Beth nearly teared up. "Words mean that much to you?"

"The written word and the spoken word," Jarrod said. "They feed my soul."

Beth gave him a kiss. She found this part of him so captivating, she couldn't help but find a book. They sat down together on the settee, and he closed his eyes while she began to read Les Miserables to him – in English. Every now and then he reached to touch her hand, her arm, her face, and she would return the touch.

This is it, he said to himself. This is what I've always wanted, this closeness, this sweetness, this joy. This is what life is all about. Beth is what life is all about for me now.

XXXXXXX

It was late in the day when the land north of the train began to turn white. Jarrod knew when they were coming up on it. Beth had fallen into a nap in his arms, but he knew he had to wake her up to see this. He kissed her. "Beth."

"Hm?" she asked.

"Wake up," Jarrod said. "We're at the salt flats."

Beth sat up out of his arms, onto the edge of the settee beside him. "I'm sorry. I didn't mean to fall asleep."

"It was fine," Jarrod said. "I enjoyed holding you. But now you need to wake up to see the salt flats."

"Oh!" she said and got up. "Where?"

Jarrod pointed to the back door. "Let's go outside."

They went out to the platform together and Jarrod pointed to the north. In the distance, Beth could see the whiteness, and it began to creep closer and closer as they moved along. It wasn't very long before most of the landscape was white – a little colored by the sunset, but noticeably white.

"Oh, my goodness," Beth breathed. "And that's all salt?"

"All salt," Jarrod said.

"The lake – the old sea – is it further away from us?"

"Yes, to the north," Jarrod said.

"And it used to come all the way down here, long ago," Beth mused. "Can you imagine – it just evaporated and left all this salt behind. Can you imagine how long that must have taken?"

"More lifetimes than you and I will ever see," Jarrod said. "I suppose someday the lake will be gone entirely, and all there will be is the salt."

"Amazing," Beth said. She looked behind them and saw the mountains they had come through had practically disappeared. She turned and tried to see the mountains coming up, but the train blocked the view. "How far until we are in the mountains again?"

"Not all that far," Jarrod said, "but it will be dark. We'll feel them more than see them, like when we left Denver."
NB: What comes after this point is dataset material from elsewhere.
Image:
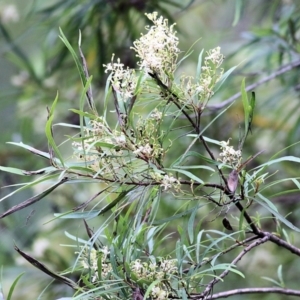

"Oh, that's too bad," Beth said. "I wanted to see them."

"It'll take a long time to climb up there and get through. Tomorrow we'll cross the Nevada desert, and then we'll climb into the mountains in California. Then we'll get to Sacramento and then change trains for a short trip to Stockton. We should be home late tomorrow evening."

Beth grew quiet. Jarrod sensed she was uneasy.

"Don't be nervous," he said. "My family will love you."

"I hope so," Beth said. She turned toward him. "When I left home, I was planning to be in Denver now, not traveling to my first meeting with my in-laws."

Jarrod chuckled and kissed her. "It'll be fine. They'll be so glad to see me married that they'll worship the ground you walk on."

Beth fell into his arms and held him tight. They snuggled out there for a moment, and then Beth said, "When do we eat?"

"There, you see!" Jarrod said with a laugh. "You have something in common with my brother Nick already!"